5)  God crowned man with glory and honor and put everything under his feet.

6)  The Devil, those who were held in slavery by the fear of death, and help/save those who are being tempted.

7)  Before Jesus came, man could not get to Heaven.  After Jesus’ death, man finally was allowed to be with God in Heaven.  Victory over sin had finally been accomplished.

When Adam and Eve bit the apple, sin entered into man’s flesh.  Therefore, God sent his son in the likeness of flesh (but without sin).  When Jesus died, so did all the sin within the flesh of man.  Therefore, the Devil (and believers fear of death) was destroyed because a path to God had been made.

Romans 8:3:  “For what the law was powerless to do in that it was weakened by the sinful nature, God did by sending his own Son in the likeness of sinful man to be a sin offering.  And so he condemned sin in sinful man.”

8 )  Personal Question.  My answer:  Verse 14 because it’s the crux of why Jesus came and was crucified and it’s always a powerful reminder of God’s grace, goodness, and love for us.

Conclusions:  I went back and re-read Hebrews 1 again just I could be clear on angels before I started today.

It’s fascinating to learn the details of just how exactly Jesus’ death rid us of sin and freed us from the Devil to bring us to God.
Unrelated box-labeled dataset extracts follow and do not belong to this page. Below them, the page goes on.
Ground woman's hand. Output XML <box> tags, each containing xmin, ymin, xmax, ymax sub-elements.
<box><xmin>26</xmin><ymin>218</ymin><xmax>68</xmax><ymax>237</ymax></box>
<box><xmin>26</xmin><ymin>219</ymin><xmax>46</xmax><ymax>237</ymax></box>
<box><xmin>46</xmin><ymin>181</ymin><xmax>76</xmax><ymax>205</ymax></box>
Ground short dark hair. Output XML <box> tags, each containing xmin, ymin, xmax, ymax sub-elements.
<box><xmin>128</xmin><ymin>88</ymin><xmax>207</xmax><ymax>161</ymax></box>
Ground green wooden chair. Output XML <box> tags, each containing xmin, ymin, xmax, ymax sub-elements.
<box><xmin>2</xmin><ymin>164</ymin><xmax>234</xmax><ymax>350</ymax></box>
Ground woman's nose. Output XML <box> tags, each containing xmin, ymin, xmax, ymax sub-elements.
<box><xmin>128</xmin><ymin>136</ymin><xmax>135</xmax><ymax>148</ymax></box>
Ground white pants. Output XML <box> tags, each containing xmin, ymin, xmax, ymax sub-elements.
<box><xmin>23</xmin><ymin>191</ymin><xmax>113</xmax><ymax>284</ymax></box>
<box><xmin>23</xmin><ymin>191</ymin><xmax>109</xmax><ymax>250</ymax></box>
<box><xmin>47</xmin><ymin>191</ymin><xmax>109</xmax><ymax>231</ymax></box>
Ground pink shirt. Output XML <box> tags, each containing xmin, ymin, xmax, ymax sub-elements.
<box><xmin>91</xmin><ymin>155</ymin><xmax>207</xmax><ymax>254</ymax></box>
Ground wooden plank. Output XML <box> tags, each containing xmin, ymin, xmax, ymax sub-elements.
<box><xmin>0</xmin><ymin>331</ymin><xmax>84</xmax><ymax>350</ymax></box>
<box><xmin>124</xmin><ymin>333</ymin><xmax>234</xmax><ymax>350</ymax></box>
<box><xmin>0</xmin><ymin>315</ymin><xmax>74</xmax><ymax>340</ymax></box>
Most people just think:  Jesus died for my sins so I’m saved.  True.  But how exactly did this occur?  Now, I know.  Hebrews 2. Great stuff.

I found this website while researching Question 7.  It says it much better than I do.

http://www.christsdeath.org/terminating/termdevil.html

End Note to last week:  It looks like we’ll be studying Hebrews for a few weeks so I guess I was wrong on the filler lesson.  I guess we’ll have to wait and see how this relates to Acts.